Town of Duck postpones plans for off road vehicle ramp at Barrier Island Station

Town of Duck postpones plans for off road vehicle ramp at Barrier Island Station

November 1st, 2022

With a required state permit likely not to be approved before beach nourishment off Duck takes place, town leaders have decided to pump the brakes on an off road vehicle beach access ramp at the Barrier Island Station condominium complex.

“Because we do not have a permit for the access we were hoping would be established for our beach nourishment project tentatively beginning next week, we have decided to postpone the development of any agreement regarding this long-term access,” according to a post in the town’s weekly email newsletter released Tuesday.

The post went on to say the Duck Town Council plans to further discuss beach driving regulations at their annual retreat in February.

Without the beach access, vehicles and equipment that will be used for the beach nourishment project north of the Army Corps of Engineers’ research pier will now have to make a trek of around 3 miles from the Town of Southern Shores access ramp.

On October 6, the council approved moving forward with obtaining an easement to allow construction of what the N.C. Division of Coastal Management calls a “Hatteras ramp” on the northeast corner of the Barrier Island property adjacent to the complex’s lone dune walkover and other recreation facilities.

The access would be located north of the dune walkover and gazebo at Barrier Island Station. [courtesy Town of Duck]

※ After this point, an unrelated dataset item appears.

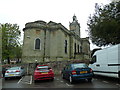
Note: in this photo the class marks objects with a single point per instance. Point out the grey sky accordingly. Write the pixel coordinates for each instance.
(59, 11)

A rubberized, wheelchair access mat that can be removed as required by Coastal Area Management Act regulations would have also been part of the ramp.

Sandy Cross, senior planner with Duck’s Department of Community Development, said during the October 6 meeting the immediate need to obtain the easement is to allow contractor vehicles and equipment from the town’s beach nourishment contractor access to the oceanfront.

The state permit for the project designates Barrier Island and Port Trinitie as temporary construction drive-on access locations.

Cross said the easement would also give Surf Rescue and other first responders another access to the beach for their vehicles.

There is a restricted-use vehicle access at the Army Corps of Engineers Research Pier, which is near the Duck fire and police station, around one-half mile north of Barrier Island Station.

After the Army granted use of the ramp for the town’s first beach nourishment project in 2017, the military is not allowing access for equipment and trucks from Weeks Marine during the project that is scheduled to begin off Duck this month.

Under the town’s proposal for the new ramp, owners of condos in Barrier Island Station would be able to use the access during the off-season consistent with town’s code, which allows driving on the beach by the public between October 1 and April 30.

There are no public four-wheel drive vehicle or pedestrian accesses located in the Town of Duck, with the lack of pedestrian access available to the public the subject of a lawsuit that was halted by the N.C. Supreme Court in March.

The decision to seek the easement came despite vocal opposition during the public comment portion of the nearly six-hour-long meeting last month.

More than 150 emails were also sent to the town against the proposal, expressing concerns over safety, the environment, and equity of access.

Written opposition was also submitted by the homeowners association at Ship’s Watch, which is located immediately north of Barrier Island Station, which said in a letter sent to members on September 26 they intend to retain legal counsel and file objections to the ramp proposal.